RPC Inc. (NYSE: RES), which offers a range of oilfield services and equipment for oil and gas companies, was reiterated as Buy with a $26 target price (versus a $19.37 prior close) at Jefferies. That compares with a $19.37 prior close, but RPC shares closed up 5% at $20.34 on Friday. Jefferies also added RPC to its Franchise Picks list ahead of upcoming higher earnings revisions it expects this year. The 52-week range is $13.50 to $23.36, and the consensus target price is $23.82.
The quiet period for Solaris Oilfield Infrastructure Inc. (NYSE: SOI) has come to an end, and most analysts had Buy or Outperform ratings when they issued new post-IPO coverage on June 6. Credit Suisse, Wells Fargo, Evercore ISI and Piper Jaffray started the stock with Outperform ratings.

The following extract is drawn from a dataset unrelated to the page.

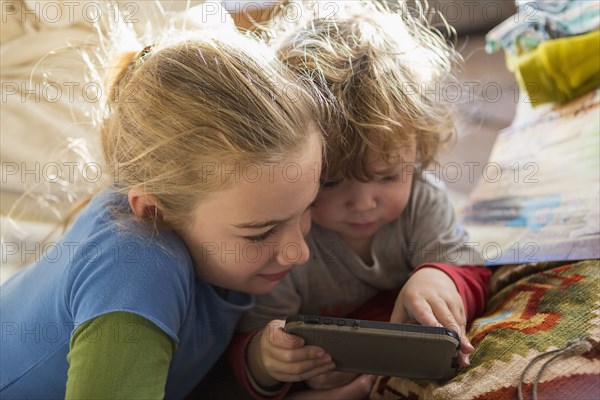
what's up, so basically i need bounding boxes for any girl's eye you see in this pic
[244,227,277,243]
[321,180,341,189]
[382,174,400,183]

Wunderlich and Goldman Sachs issued new Buy ratings. After the upside targets were set in a range of $15 to $20, the shares hardly budged on the news. They were up four cents at $11.60 after the report. Solaris closed Friday down 0.7% at $9.97.
Investors should take note that the key exchange traded funds tracking big energy companies hit 52-week lows this week. Again, that is with oil at $45 rather than in the $30s the last time that many of these oil and gas stocks hit lows.
The SPDR S&P Oil & Gas Exploration & Production ETF (NYSE: XOP) closed up 3.75% at $32.61 on Friday. Its 52-week range is $31.37 to $44.97.
The VanEck Vectors Oil Services ETF (NYSE: OIH) closed up 3.06% at $25.92 on Friday. Its 52-week range is $25.00 to $36.35.